- Born: 27 January 1919 Bangor, Wales
- Died: 29 October 2010 (aged 91) France
- Allegiance: United Kingdom
- Branch: British Army
- Service years: 1940–1947
- Rank: Lieutenant
- Service number: 121135
- Unit: Oxfordshire and Buckinghamshire Light Infantry Parachute Regiment
- Conflicts: Second World War
- Awards: Commander of the Order of the British Empire Military Cross

= David Eastwood (British Army officer) =

British Army officer

Lieutenant Herbert David Eastwood (27 January 1919 – 29 October 2010) was a British Army officer who was awarded the Military Cross for courage during Operation Market Garden in the Second World War.

==Early life and military career==
Eastwood was born in Bangor, Gwynedd, and educated at Bloxham School and St Edmund Hall, Oxford. He commissioned into the Oxfordshire and Buckinghamshire Light Infantry on 16 February 1940, and was posted to India on internal security duties. After the Battle of France, his regiment was recalled to England to become part of the 31st Independent Infantry Brigade, and later the 1st Airlanding Brigade. Eastwood was appointed GSO3 (Air) and took part in the Allied invasion of Sicily. He was subsequently given the job of briefing the D-Day planners on the lessons to be learned from the errors made in the Italian campaign.
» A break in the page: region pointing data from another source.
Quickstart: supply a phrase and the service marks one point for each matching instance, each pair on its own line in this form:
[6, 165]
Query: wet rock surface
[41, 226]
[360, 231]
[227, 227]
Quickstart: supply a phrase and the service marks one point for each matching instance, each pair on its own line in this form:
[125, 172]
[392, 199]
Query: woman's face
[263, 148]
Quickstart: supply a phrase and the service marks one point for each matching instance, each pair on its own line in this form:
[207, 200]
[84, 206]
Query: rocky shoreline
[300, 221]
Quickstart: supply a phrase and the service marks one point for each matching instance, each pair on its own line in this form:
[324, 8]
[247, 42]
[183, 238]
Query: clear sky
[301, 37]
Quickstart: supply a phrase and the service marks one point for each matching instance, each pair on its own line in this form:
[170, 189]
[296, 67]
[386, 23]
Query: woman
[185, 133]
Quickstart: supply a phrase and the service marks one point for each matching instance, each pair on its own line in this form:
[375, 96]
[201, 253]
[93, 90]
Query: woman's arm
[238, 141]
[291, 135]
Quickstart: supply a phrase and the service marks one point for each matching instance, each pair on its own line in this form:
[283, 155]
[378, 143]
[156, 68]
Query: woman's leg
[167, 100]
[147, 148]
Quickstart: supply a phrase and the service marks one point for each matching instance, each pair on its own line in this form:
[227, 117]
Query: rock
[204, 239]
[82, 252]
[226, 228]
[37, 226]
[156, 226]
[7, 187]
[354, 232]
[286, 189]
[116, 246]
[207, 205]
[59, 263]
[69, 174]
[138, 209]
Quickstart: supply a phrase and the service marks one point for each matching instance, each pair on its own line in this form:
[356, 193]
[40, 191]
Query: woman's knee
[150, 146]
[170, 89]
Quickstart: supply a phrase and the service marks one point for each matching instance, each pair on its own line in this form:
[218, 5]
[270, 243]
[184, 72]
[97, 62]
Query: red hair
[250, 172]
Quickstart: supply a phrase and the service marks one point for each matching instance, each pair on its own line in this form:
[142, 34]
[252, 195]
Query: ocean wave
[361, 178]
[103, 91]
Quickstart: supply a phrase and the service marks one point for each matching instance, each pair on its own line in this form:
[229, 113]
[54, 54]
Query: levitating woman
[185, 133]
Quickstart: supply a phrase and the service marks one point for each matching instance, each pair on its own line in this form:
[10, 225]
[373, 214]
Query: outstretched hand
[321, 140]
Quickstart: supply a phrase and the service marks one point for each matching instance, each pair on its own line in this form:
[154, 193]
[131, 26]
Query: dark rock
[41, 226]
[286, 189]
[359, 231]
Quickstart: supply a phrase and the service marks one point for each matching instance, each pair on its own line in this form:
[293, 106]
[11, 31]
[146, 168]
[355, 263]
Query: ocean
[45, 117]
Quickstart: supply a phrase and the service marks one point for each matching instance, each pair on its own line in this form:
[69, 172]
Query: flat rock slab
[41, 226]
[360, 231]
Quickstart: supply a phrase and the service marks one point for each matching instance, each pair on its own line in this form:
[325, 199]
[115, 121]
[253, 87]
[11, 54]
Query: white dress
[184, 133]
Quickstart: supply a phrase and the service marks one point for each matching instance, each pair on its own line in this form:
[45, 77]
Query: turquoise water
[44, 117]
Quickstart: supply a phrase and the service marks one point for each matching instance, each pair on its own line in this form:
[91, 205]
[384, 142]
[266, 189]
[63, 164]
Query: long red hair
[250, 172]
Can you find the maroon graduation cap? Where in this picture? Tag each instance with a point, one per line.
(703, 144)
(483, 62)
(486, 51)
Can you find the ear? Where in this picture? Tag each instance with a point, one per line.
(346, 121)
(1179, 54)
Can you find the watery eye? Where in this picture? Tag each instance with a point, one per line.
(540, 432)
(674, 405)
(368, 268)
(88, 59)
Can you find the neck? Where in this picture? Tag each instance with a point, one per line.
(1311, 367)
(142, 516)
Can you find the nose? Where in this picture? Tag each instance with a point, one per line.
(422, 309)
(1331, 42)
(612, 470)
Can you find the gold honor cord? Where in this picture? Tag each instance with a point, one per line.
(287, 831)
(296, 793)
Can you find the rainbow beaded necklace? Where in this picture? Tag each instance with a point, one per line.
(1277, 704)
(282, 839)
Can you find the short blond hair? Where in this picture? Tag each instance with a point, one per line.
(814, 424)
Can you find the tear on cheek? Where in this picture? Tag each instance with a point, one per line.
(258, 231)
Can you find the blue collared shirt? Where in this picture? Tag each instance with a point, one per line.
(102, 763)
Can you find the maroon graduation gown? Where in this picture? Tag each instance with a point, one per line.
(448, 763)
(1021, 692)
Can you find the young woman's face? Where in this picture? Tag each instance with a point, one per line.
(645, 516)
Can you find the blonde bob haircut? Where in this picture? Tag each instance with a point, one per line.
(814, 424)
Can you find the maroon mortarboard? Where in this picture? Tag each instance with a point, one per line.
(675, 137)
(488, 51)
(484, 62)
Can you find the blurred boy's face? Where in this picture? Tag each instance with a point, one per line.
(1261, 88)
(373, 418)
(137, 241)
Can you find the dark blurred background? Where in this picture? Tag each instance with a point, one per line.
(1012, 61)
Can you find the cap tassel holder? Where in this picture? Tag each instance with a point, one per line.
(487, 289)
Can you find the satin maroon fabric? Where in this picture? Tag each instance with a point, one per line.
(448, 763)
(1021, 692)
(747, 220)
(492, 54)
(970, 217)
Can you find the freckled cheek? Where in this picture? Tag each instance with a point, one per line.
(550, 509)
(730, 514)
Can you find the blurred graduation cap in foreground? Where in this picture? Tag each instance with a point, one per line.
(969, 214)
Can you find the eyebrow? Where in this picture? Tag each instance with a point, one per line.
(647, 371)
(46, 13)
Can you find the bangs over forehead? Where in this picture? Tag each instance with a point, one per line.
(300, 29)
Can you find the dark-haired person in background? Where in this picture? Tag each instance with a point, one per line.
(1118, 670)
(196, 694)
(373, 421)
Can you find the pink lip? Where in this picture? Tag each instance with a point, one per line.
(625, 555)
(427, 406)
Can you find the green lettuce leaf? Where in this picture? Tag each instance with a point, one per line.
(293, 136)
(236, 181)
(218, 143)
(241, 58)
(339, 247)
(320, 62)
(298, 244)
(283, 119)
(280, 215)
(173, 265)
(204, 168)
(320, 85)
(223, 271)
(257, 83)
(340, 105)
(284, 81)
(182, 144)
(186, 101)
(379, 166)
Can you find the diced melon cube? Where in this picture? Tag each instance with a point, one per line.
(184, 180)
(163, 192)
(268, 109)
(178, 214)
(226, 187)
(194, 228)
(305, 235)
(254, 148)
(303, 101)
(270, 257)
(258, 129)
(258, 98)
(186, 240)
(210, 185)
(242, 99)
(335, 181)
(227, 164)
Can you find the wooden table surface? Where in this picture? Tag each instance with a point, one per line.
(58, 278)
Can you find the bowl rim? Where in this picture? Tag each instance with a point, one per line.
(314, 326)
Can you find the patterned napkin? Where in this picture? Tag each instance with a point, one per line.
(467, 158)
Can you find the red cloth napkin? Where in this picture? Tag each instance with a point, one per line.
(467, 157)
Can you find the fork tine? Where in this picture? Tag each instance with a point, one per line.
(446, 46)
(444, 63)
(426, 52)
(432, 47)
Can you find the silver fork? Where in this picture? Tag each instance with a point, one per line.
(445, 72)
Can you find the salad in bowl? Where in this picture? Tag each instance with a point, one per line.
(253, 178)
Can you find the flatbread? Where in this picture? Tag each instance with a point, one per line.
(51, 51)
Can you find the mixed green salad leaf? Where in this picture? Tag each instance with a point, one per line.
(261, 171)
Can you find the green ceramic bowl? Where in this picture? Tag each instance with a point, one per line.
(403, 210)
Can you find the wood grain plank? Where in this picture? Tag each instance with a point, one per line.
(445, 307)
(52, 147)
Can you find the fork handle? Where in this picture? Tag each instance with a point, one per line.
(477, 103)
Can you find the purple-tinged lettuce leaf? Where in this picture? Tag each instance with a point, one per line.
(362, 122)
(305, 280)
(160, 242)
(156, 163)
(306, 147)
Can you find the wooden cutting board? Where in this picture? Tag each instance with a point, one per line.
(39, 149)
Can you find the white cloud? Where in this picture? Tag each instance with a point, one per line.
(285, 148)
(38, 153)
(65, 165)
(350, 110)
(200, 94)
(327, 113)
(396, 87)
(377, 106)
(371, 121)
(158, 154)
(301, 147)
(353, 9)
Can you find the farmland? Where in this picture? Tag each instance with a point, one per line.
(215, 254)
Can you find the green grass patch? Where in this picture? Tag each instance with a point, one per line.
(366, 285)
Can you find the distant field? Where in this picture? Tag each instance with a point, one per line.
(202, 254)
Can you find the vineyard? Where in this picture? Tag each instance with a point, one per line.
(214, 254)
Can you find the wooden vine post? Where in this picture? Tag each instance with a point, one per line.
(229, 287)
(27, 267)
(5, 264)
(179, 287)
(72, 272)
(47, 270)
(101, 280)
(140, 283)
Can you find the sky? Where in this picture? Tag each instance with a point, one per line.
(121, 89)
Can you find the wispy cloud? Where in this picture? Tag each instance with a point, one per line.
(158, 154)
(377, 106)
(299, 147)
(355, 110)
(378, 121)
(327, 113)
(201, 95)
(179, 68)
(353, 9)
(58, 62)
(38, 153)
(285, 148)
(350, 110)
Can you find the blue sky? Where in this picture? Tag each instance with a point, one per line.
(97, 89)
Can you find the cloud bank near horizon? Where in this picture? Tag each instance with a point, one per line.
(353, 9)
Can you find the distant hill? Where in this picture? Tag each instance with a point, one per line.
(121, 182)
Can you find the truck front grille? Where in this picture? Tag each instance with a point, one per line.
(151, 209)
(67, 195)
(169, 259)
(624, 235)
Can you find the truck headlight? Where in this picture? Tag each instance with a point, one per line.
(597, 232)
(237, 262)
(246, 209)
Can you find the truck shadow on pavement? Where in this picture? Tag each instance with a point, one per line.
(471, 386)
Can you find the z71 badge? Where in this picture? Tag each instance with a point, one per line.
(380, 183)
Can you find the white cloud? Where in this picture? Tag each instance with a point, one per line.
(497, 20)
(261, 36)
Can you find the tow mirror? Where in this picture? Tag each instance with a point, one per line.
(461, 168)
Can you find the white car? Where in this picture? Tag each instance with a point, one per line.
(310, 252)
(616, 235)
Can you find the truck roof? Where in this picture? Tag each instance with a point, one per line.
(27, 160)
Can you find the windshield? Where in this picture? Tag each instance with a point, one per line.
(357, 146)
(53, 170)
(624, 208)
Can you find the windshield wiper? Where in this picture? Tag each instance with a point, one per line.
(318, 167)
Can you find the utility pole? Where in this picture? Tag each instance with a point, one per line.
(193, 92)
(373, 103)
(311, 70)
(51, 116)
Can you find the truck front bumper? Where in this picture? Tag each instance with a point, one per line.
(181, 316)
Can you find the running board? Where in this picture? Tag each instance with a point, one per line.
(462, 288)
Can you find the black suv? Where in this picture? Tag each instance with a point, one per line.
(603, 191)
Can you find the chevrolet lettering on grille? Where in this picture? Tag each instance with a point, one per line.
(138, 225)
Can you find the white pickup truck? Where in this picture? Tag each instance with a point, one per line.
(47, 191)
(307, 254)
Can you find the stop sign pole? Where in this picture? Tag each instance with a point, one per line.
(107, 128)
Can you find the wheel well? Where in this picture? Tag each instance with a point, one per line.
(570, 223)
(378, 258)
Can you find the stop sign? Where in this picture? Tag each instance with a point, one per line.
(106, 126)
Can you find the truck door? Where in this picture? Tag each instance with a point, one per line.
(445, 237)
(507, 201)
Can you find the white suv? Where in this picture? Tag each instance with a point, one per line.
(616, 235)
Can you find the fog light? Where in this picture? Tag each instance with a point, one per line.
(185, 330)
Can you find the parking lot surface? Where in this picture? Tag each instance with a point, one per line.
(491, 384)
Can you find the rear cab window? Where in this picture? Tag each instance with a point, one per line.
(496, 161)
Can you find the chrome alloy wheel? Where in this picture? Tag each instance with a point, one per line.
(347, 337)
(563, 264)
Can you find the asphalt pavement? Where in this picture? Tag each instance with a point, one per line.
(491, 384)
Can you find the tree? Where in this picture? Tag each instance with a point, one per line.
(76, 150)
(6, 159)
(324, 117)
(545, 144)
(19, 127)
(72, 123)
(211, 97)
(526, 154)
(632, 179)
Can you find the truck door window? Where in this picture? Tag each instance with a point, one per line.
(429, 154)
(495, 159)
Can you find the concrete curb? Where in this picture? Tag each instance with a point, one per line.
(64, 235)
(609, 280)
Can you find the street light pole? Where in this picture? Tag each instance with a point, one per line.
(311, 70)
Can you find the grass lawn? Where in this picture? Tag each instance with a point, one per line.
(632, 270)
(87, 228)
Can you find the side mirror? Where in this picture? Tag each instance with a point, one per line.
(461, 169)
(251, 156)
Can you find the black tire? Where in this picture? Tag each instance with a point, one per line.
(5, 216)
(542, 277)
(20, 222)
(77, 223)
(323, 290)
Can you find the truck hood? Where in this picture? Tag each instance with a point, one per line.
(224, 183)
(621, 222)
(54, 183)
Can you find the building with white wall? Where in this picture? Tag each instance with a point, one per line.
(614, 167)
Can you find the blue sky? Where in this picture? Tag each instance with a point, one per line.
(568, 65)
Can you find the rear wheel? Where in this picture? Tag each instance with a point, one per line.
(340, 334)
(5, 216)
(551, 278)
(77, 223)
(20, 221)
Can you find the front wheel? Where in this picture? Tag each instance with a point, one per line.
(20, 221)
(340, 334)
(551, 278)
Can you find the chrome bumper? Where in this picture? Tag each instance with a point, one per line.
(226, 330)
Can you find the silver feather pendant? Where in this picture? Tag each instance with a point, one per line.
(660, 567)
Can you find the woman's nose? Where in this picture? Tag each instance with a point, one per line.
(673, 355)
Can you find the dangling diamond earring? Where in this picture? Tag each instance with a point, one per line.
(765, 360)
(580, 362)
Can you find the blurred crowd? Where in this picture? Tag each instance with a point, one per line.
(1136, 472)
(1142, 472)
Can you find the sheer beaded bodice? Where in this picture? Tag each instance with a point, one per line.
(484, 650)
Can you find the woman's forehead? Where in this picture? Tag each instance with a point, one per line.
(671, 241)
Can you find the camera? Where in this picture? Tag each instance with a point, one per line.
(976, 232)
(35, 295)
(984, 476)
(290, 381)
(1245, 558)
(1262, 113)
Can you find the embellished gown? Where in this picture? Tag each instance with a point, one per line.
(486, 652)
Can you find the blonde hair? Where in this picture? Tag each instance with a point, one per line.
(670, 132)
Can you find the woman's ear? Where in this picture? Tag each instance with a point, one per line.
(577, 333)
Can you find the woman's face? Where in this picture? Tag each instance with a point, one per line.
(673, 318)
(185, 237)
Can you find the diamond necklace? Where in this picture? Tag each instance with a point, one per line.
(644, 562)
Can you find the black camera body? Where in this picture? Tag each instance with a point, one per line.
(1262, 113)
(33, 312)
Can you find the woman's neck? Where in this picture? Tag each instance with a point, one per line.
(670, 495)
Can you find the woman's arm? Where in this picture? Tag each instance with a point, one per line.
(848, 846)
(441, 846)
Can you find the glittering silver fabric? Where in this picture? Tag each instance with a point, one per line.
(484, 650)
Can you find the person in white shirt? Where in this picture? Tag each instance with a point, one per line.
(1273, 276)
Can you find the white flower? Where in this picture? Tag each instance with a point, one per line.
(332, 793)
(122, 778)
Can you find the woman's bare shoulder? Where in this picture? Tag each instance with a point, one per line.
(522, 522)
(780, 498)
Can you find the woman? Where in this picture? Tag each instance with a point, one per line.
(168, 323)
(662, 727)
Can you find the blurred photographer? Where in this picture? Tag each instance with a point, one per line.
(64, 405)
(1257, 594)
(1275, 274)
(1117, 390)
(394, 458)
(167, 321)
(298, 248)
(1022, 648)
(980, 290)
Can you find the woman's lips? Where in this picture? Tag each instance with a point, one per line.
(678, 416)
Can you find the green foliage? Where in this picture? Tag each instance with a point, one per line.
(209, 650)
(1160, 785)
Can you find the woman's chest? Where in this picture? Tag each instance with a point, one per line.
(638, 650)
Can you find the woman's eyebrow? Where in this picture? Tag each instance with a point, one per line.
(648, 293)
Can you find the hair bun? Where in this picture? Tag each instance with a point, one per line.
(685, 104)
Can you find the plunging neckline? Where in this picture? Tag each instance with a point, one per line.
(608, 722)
===Operation Market Garden===
Eastwood's company landed on 17 September 1944 as part of the British element of Operation Market Garden. Eastwood and his men were responsible for securing and protecting drop zones (DZs) in preparation for the arrival of the 1st Parachute Brigade. On the next evening Eastwood, in command of No.1 platoon, was detailed to put out navigational aids for a supply drop. Finding Germans in occupation of the zone in some strength, he attacked, killing some and capturing the rest.

On 19 September he returned to the DZ to assist in the landing of the first wave of Polish gliders. As soon as these appeared, the Germans attacked. Eastwood and his men drove them off until all the gliders had been unloaded. Cut off, however, he led his platoon through enemy positions under cover of darkness and reached Ommershof on the north-western outskirts of Arnhem. They dug in there and remained for two days before reinforcing the defensive perimeter around the nearby Hartenstein Hotel. For the next four days they held the crucial area near the Schoonord crossroads, which was constantly exposed to heavy enemy fire. Regardless of personal danger, Eastwood constantly moved between his sections encouraging his men. In spite of numerous attacks and heavy casualties, their morale was such that they remained in position until ordered to withdraw back across the Rhine on 25 September. He was immediately recommended for, and subsequently awarded, the Military Cross.

- Citation
The above officer led his platoon with great gallantry throughout the action. On the evening of 18.9.44, he was detailed with his platoon to put out navigational aids on L.Z. "L" for a supply drop. He found the enemy in occupation of this area in some strength. He immediately attacked them, killing or capturing the lot. On 19.9.44, he again returned to this area to assist in the landing of gliders. As soon as the gliders appeared the enemy put in an attack. This was driven off and the enemy held until all the gliders had been unloaded. Later he found that his route back to the Company area had been cut off by the enemy, but he successfully led his platoon through the enemy positions.

From 20.9.44 until the withdrawal on 25.9.44, he held a position which was constantly exposed to murderous enemy fire, but regardless of personal danger he went constantly round his section positions encouraging his men. He kept the spirits of his men at such a high level that in spite of numerous enemy attacks and heavy casualties, they hung on to their positions until the end.

Eastwood further served with the 21st Company in the Battle of Arnhem and in the liberation of Norway. He relinquished his commission in 1947.

==Post-war==
Following the end of the war, Eastwood joined the colonial Malayan Civil Service in 1947. He learned to speak Malay and served there during the Malay Emergency. Eastwood became district commissioner for Trengganu, on the country's eastern coast, where he wrote the Land Law for the State before going to Malacca. Returning to England after Malaya achieved independence in 1957, he joined the Ministry of Defence in 1959. After serving in Jamaica he completed a four-year tour of Northern Ireland during The Troubles, working in intelligence for the Northern Ireland Office. He was invested as a Commander of the Order of the British Empire in 1973.